Yüksek Askeri Şûra (YAŞ) tamamlandığına ve (Malatya'daki) 2. Ordu Komutanlığı, korgeneral düzeyinde değil de olması gerektiği gibi orgeneral seviyesinde sevk ve idare edilir hale geldiğine göre, tarihe not düşmek adına hassas bir hususa açıklık getirebiliriz.
Tahmin edileceği üzere konu, 2. Ordu Komutanı Org. İsmail Metin Temel'i, Cumhurbaşkanlığı seçim sürecinde polemik malzemesi haline getiren o bir anlık tavır ve arka planı ile ilgili. Hatırlanacağı gibi Cumhurbaşkanı ve AK Parti Genel Başkanı Recep Tayyip Erdoğan, 31 Mayıs'ta Malatya'da Türkiye Esnaf ve Sanatkârlar Konfederasyonu (TESK) tarafından organize edilen iftar yemeğine katılmıştı.
Erdoğan yemekte yaptığı konuşmada, CHP'nin cumhurbaşkanı adayı Muharrem İnce'yi eleştirmiş ve "Çırağa dükkân teslim edilmez. Siyasetin çıraklarına da Türkiye emanet edilmez" demişti.
Sözlerinin bu bölümü alkışlandığında, 2. Ordu Komutanı'nın da alkışa katıldığı ekranlara yansımıştı.
Bu tabloyu yorumlamakta acul davranan Muharrem İnce, Zeytin Dalı Harekâtı'nı ve terörle mücadele operasyonlarını da yürüten 2. Ordu'nun komutanını hedef alarak, "Apoletlerini sökeceğim" tartışması başlatmıştı. Cumhurbaşkanı Erdoğan da Temel Paşa'ya sahip çıkarak, İnce ve ekibinin Paşa'yı kamuoyu önünde yıpratmasına izin vermemişti.
***
Buraya kadar özetlediklerim, hemen herkesin hafızasında taze zaten. Temel Paşa, orgeneralliğe terfi ettiği için 2 ay öncesinde kalan o olayla ilgili bazı bilgileri paylaşmanın yararlı olacağı kanaatindeyim.

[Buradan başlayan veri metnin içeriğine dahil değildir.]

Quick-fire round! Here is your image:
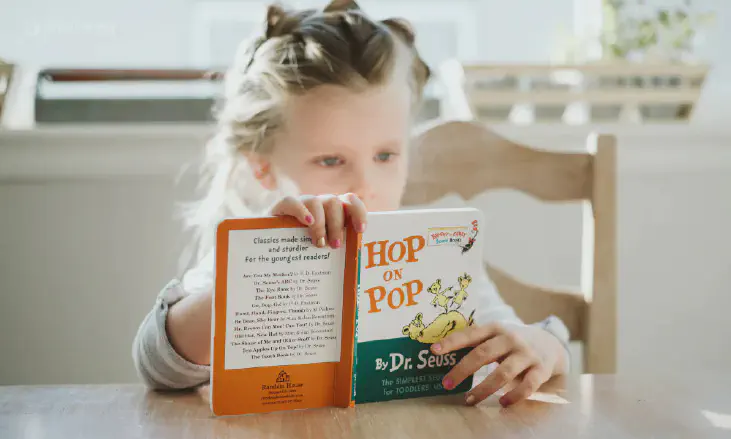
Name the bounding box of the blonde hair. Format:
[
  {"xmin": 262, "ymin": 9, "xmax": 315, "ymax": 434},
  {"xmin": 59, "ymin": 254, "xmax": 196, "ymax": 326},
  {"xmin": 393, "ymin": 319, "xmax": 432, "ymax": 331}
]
[{"xmin": 185, "ymin": 0, "xmax": 430, "ymax": 266}]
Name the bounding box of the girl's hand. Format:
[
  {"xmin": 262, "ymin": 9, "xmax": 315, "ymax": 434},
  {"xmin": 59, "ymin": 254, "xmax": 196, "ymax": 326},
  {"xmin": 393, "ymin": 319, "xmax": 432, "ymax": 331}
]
[
  {"xmin": 432, "ymin": 324, "xmax": 568, "ymax": 407},
  {"xmin": 271, "ymin": 194, "xmax": 366, "ymax": 248}
]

Nedeni gayet basit. Türk Silahlı Kuvvetleri'nin, anayasal sistem içindeki konumu, rolü ve siyaset kurumu ile ilişkileri yeniden yapılandırıldı. Dolayısıyla asker, siyasetçiye ayar veren veya sivil otorite ile çekişen vesayetçi kimlikten arınarak, asli ve meşru sınırlarına yerleşti.
Tam da bu nedenle, askerin bilhassa sivil protokoldeki davranış kodları demokratik devletlerdeki ile eşdeğer nitelik kazanmaya başladı. Bu yeni duruma asker de hatta kamuoyunun önemli bir bölümü de henüz adapte olabilmiş değil. Zihniyet değişimi ile davranış değişimi at başı gittiği zaman değer kazanıyor.
Peki o akşam ne oldu? Temel Paşa neyi, niye alkışladı? Genelkurmay veya Kara Kuvvetleri Komutanlığı, kendisine olaya dair soru sordu mu? Paşa ne cevap verdi?
***
Araştırmalarım gösterdi ki...
İnce'nin tetiklediği hatta yer yer seviyeyi aşağıya çektiği, sonradan kısmen pişmanlık beyan ettiği Temel Paşa ve apolet polemiği, Ankara'da karargâhta anında yankılanmış. Org. Temel, o refleksi açıkça izah etmiş. Birilerinin iddia ettiği gibi ortada politize olmuş bir komutan portresi söz konusu değil.
İsmail Metin Temel, Cumhurbaşkanı'nın konuşması sürerken ara ara yanındakilerle sohbet ettiği için alkışlama sırasındaki ifadelere tam olarak konsantre olmamış. Yani... Protokoldekiler alkışlamaya başlayınca, ortama bakarak ve nezaket gereği o da alkışa iştirak etmiş.
Bir başka ifade ile Sn. Erdoğan'ın, İnce'yi çırak çıkarmasını, adeta politikanın bir parçası olarak veya asker duruşunu göz ardı ederek alkışla onaylama eğilimi sergilememiş.
Mesele bu kadar basit. Fakat vardığı nokta askerin toplumsal algısı ve kredibilitesi açısından istenmeyen aşamayı işaret etti. Allah'tan Cumhurbaşkanı Erdoğan, AK Parti Genel Başkanı şapkasını bir kenara bırakarak, Devlet Başkanı sorumluluğu ile Temel Paşa'yı, İnce ve ekibine, ucuz politikaya kurban etmedi.